David Stern Peels His Scabs
The referees you've always hated will probably be back for Tuesday's NBA opener, replacing the replacement referees you were going to hate even more. And so ends a monthlong referee lockout that really had nothing to do with the referees.
The union's 57 refs have a vote scheduled for Friday and will likely approve the deal, according to the New York Times' Howard Beck. The sticking points had been the referees' pension plan and severance package, and the two sides were reportedly only $700,000 apart before negotiations broke down. That represents just a shade over .02 percent of NBA revenue, a tiny pot over which David Stern nevertheless chose to scratch and claw, not because the league is so hard up for cash that it has to take it out of its referees' pockets, but because Stern, with NBA-NBPA collective-bargaining talks underway, wanted to make a big show of scratching and clawing.
This has long been Stern's m.o. (Remember: He came out of Proskauer Rose, a union-busting firm that now basically serves as a farm system for sports suits.) I know we're all supposed to genuflect at his feet for launching the NBA into the stratosphere, but he has now presided over three player lockouts and two referee lockouts and in the process dramatically changed the character of the league he inherited from Larry O'Brien (the guy who really did launch the NBA into the stratosphere, no matter how many tape-delay jokes Bill Simmons makes).
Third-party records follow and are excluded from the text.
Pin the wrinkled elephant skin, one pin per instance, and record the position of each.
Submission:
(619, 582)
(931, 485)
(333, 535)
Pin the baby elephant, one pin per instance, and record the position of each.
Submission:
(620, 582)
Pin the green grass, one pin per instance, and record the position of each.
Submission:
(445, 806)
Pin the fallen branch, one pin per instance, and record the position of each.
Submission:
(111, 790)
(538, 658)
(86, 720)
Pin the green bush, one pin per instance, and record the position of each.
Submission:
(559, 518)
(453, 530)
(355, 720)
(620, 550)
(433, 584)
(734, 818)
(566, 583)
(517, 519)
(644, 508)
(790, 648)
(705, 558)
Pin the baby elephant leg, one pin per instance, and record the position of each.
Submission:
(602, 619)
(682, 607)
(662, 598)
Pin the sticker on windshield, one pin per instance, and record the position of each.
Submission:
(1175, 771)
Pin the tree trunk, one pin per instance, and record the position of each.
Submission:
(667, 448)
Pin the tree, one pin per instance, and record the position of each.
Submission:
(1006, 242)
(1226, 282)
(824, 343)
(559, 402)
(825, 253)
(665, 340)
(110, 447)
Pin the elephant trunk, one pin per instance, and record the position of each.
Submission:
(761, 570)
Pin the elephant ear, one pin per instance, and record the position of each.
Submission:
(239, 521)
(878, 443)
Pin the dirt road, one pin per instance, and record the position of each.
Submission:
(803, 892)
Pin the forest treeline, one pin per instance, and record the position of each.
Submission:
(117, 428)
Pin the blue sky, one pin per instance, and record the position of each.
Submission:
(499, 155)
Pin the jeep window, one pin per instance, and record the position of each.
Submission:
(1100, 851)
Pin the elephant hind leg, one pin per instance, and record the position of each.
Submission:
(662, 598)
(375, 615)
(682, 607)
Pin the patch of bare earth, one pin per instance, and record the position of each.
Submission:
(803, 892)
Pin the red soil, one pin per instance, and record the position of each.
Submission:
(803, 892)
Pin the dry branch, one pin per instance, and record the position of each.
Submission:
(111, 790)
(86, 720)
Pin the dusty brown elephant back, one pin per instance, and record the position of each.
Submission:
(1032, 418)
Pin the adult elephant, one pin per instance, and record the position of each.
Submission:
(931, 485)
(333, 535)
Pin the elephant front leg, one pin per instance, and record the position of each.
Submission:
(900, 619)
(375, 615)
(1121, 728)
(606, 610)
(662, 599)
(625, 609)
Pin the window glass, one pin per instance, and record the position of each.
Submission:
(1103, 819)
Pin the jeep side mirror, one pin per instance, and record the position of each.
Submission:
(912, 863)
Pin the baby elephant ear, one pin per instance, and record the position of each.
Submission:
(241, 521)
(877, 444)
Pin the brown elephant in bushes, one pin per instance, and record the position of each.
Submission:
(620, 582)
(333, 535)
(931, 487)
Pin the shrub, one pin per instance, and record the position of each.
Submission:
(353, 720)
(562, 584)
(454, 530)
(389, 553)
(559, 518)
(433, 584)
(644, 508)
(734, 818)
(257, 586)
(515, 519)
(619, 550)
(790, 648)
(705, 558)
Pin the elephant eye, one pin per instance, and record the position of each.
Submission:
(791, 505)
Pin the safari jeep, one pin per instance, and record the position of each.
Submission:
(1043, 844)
There was labor peace before Stern, and it probably saved the league, and now there isn't, and it has cost not only half of one season but a great deal of the league's public-relations mojo (the demonization of NBA players as greedhead thugs has its roots in the labor strife of the 1990s; nobody trashed the players harder than the people who paid them). The NBA is a surly place now, and the guy who's running it has no qualms about throwing a few weaklings up against the wall, just to show everyone how tough he is.
N.B.A. Reaches a Deal With the Referees Union [The New York Times]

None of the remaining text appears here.